The increasing numbers in affected local populations is worrisome and has prompted a scale-up of standard cholera prevention and control interventions as well as pre-emptive measures such as the use of oral cholera vaccines (OCV). These vaccines can contribute to preventing outbreaks among populations living in high risk areas, where usually recommended control measures are not sufficient.
On Monday, 15 June 2015, the Kigoma Regional Commissioner convened the Regional Primary Health Care Committee to announce the vaccination campaign in high risk areas in the Kigoma region. The Committee agreed on details of how the campaign will be carried out and which high risk villages would receive the vaccine.

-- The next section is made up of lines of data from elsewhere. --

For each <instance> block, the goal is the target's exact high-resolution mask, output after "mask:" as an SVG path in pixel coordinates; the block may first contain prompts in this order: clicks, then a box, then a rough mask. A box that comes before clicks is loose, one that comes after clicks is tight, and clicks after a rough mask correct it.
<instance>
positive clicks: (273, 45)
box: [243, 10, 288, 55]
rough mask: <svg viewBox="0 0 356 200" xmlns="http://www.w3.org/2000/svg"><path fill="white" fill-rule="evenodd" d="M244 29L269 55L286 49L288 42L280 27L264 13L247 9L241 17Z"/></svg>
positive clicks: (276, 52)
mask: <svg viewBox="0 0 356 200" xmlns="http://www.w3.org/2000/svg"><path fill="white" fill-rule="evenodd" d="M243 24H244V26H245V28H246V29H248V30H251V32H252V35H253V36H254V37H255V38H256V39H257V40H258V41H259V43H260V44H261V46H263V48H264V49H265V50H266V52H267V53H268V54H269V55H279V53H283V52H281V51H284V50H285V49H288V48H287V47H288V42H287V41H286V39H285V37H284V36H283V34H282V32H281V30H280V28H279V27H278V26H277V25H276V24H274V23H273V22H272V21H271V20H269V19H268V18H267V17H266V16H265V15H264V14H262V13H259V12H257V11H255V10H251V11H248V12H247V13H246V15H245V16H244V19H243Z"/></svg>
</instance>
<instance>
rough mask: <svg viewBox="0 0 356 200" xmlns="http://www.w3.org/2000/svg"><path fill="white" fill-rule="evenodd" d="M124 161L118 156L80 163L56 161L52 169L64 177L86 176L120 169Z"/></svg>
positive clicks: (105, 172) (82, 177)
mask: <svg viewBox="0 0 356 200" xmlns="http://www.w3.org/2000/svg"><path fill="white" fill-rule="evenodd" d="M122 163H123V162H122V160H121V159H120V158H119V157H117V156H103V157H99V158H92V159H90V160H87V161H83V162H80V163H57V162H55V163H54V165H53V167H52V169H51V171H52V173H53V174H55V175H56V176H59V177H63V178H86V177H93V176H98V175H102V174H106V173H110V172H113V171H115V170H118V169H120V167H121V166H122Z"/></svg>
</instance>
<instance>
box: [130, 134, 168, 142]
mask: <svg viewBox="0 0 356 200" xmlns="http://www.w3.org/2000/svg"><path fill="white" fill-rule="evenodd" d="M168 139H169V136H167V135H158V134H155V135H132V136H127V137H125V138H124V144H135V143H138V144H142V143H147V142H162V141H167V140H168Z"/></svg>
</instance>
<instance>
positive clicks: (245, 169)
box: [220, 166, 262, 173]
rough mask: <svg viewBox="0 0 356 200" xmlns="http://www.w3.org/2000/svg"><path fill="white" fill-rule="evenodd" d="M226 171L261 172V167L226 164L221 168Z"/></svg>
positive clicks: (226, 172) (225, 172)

The OCV campaign outside the camp will span four days with 28 vaccination teams targeting a population of 54 110. In addition to OCV, the Regional Commissioner emphasised that the provision of safe water, sanitation and personal hygiene will continue to be the main cholera prevention and control measures.

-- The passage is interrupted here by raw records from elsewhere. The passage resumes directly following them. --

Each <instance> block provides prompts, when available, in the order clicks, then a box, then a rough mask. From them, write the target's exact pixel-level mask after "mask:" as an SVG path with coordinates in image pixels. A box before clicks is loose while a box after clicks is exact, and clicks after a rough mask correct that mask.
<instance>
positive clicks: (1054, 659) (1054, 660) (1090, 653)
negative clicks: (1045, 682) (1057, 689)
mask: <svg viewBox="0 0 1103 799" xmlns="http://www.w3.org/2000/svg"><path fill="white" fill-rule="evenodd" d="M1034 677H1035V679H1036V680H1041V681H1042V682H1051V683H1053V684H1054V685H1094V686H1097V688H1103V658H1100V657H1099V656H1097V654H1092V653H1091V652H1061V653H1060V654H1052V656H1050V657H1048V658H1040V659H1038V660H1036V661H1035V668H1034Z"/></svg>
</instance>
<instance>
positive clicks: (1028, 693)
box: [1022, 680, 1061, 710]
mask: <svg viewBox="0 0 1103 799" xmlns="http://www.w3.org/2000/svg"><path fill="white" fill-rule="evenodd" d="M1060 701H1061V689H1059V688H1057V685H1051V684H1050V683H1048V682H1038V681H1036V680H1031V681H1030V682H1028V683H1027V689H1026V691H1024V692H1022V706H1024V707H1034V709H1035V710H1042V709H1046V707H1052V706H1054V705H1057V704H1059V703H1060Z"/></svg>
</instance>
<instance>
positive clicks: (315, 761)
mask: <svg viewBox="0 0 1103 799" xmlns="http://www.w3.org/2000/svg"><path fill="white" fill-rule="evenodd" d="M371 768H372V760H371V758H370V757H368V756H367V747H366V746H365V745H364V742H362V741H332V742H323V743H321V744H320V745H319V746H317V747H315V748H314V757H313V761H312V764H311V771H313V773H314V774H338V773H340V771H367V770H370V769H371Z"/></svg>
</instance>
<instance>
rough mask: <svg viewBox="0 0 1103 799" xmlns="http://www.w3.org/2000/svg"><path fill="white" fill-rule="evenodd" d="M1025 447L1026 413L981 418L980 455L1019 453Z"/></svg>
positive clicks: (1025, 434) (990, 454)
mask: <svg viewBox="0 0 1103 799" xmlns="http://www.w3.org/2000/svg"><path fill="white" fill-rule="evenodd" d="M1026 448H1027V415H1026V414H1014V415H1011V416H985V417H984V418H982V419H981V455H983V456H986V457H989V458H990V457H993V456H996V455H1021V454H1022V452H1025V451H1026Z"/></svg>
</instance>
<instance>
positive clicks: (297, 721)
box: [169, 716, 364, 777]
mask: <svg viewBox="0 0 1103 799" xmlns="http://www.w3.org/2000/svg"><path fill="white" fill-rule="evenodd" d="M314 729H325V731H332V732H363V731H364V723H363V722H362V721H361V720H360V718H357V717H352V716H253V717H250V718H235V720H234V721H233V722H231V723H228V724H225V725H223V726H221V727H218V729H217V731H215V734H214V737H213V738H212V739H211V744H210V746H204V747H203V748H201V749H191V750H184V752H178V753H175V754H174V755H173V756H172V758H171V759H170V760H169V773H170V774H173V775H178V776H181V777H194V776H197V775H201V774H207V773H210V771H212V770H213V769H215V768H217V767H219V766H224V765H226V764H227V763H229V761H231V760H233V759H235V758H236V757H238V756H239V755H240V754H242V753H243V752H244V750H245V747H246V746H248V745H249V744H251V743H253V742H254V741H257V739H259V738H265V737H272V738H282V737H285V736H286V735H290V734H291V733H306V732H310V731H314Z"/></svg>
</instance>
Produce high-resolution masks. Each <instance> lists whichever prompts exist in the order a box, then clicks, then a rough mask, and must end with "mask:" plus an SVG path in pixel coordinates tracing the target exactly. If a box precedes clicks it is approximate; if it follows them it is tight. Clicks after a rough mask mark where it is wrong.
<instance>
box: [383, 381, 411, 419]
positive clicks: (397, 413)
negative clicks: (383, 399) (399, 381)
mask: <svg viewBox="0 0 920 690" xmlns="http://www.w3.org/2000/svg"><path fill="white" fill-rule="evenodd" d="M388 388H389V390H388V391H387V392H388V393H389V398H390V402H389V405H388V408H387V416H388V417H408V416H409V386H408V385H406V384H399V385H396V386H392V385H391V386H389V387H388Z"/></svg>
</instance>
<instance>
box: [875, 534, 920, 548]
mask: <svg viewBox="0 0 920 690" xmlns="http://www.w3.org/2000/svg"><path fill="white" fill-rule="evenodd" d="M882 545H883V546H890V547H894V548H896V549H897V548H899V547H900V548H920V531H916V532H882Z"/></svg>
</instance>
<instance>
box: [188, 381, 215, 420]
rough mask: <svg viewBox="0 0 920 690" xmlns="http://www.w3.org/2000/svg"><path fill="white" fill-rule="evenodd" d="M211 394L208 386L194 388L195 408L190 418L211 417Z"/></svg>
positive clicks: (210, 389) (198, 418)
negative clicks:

“To support the campaign, WHO and partners have mobilized 164 500 doses of OCV and they will be provided to all refugees at the Nyarugusu camp, as well as at-risk Tanzanian communities neighbouring the camp, and identified villages such as Kagunga, Karago and Kigoma Ujiji,” says Dr Rufaro Chatora, World Health Organization (WHO) Representative for Tanzania.

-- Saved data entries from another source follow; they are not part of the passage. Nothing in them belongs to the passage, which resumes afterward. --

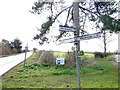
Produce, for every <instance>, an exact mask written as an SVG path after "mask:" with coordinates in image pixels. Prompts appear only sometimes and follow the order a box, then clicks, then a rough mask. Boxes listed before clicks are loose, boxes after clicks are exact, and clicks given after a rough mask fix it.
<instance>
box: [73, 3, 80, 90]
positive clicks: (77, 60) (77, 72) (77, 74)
mask: <svg viewBox="0 0 120 90" xmlns="http://www.w3.org/2000/svg"><path fill="white" fill-rule="evenodd" d="M73 11H74V14H73V19H74V28H76V32H75V33H74V37H75V43H74V44H75V45H76V51H75V55H76V64H77V77H78V88H79V90H81V85H80V69H79V59H78V50H79V49H80V44H79V42H78V41H77V37H78V36H79V2H73Z"/></svg>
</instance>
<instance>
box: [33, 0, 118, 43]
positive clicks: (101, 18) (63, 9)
mask: <svg viewBox="0 0 120 90" xmlns="http://www.w3.org/2000/svg"><path fill="white" fill-rule="evenodd" d="M118 3H119V2H116V1H111V2H99V1H98V2H95V1H94V0H90V1H89V2H88V0H85V1H84V2H80V3H79V15H80V16H79V20H80V35H84V34H86V33H87V30H85V25H86V23H88V20H89V22H93V23H95V28H96V29H99V30H100V31H101V32H103V30H109V31H110V32H111V33H112V32H115V33H117V32H118V31H120V20H119V19H117V16H118V14H117V13H118V12H119V11H118V6H117V5H118ZM45 12H47V16H46V18H47V21H45V22H44V23H43V24H42V25H41V28H40V29H38V31H39V32H40V33H39V34H37V35H36V36H35V37H34V38H33V39H34V40H39V43H40V44H44V42H49V39H48V37H47V34H48V33H49V31H50V27H52V25H53V24H54V23H60V22H61V21H63V19H62V20H59V19H58V17H59V16H60V15H61V14H62V13H63V12H66V13H67V15H66V20H64V21H65V23H64V26H73V24H72V23H73V21H74V19H73V12H74V11H73V5H72V4H71V5H70V6H65V1H64V0H59V1H57V2H56V1H54V0H53V1H52V2H35V3H34V6H33V7H32V11H31V13H34V14H40V15H43V16H44V14H43V13H45ZM56 21H57V22H56ZM101 24H102V25H101ZM66 35H68V32H60V34H59V35H58V36H57V37H56V40H58V39H60V38H61V37H62V36H66Z"/></svg>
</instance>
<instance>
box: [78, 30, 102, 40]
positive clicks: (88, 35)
mask: <svg viewBox="0 0 120 90" xmlns="http://www.w3.org/2000/svg"><path fill="white" fill-rule="evenodd" d="M98 37H101V33H100V32H98V33H94V34H88V35H84V36H80V37H77V40H78V41H81V40H88V39H92V38H98Z"/></svg>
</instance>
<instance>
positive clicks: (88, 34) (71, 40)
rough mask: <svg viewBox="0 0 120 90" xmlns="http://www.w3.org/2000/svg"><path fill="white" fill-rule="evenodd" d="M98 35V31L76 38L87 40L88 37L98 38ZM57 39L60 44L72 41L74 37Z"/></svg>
mask: <svg viewBox="0 0 120 90" xmlns="http://www.w3.org/2000/svg"><path fill="white" fill-rule="evenodd" d="M98 37H101V33H100V32H98V33H94V34H88V35H84V36H80V37H77V40H78V41H81V40H89V39H92V38H98ZM59 41H60V44H61V43H73V42H74V38H69V39H64V40H59Z"/></svg>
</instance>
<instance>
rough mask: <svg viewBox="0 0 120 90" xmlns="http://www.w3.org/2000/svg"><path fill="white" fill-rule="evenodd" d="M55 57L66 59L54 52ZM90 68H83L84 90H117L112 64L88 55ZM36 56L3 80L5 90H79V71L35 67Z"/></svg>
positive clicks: (112, 57) (63, 69)
mask: <svg viewBox="0 0 120 90" xmlns="http://www.w3.org/2000/svg"><path fill="white" fill-rule="evenodd" d="M54 56H55V57H65V56H66V54H65V53H62V52H61V53H60V52H55V53H54ZM85 56H86V57H87V58H88V59H87V64H86V65H85V66H80V77H81V78H80V80H81V87H82V88H118V68H117V66H115V65H113V64H112V63H111V62H110V61H109V60H114V58H113V55H112V56H108V57H106V58H103V59H94V55H93V54H86V55H85ZM35 58H36V54H35V53H33V55H32V56H31V57H30V58H28V59H27V62H26V67H23V63H21V64H19V65H18V66H16V67H15V68H13V69H12V70H11V71H9V72H8V73H7V74H5V75H4V76H3V83H2V84H3V86H2V87H3V88H78V83H77V72H76V67H69V68H68V67H67V68H66V67H64V66H57V65H55V64H52V65H51V64H49V63H46V64H45V63H44V64H42V65H38V64H34V59H35Z"/></svg>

Dr Chatora says experience indicates that mass vaccination campaigns cannot be improvised at the last moment – they need careful, advanced planning and preparation, including improving risk assessment, identification of target populations and logistics.
“Carrying out social mobilization, including door-to-door campaigns and health education is a key component to educate populations and inform district and community leaders about the disease. Additional staff from WHO and UNICEF have arrived to support the Regional Health Management Team and facilitate the coordination and preparation of the campaign in order to reach and protect as many people as we can,” Dr Chatora adds.
To further prevent the spread to local populations, District Response teams are conducting targeted household water treatment with water guard in the affected families; strengthening disinfection in the households that have referred cases, intensifying hygiene promotion in the general communities and strengthening case management.
WHO continues to support the Ministry of Health and Social Welfare to strengthen local health facilities along Lake Tanganyika’s shores by stocking them with enough medical supplies to treat new cholera cases and other common ailments. WHO is recruiting public health experts to work with the Regional Medical Team on surveillance and outbreak control. If required, support will be provided to re-deploy Government health workers to provide essential medical care should caseloads increase.
Intensive national and international efforts continue from key stakeholders that include UNHCR, United Nations Children's Fund (UNICEF), United Nations Population Fund (UNFPA), International Rescue Committee (IRC), Red Cross, Médecins Sans Frontières (MSF), Tanzania Water and Environmental Sanitation (TWESA), CARITAS, Plan International, and World Food Programme (WFP).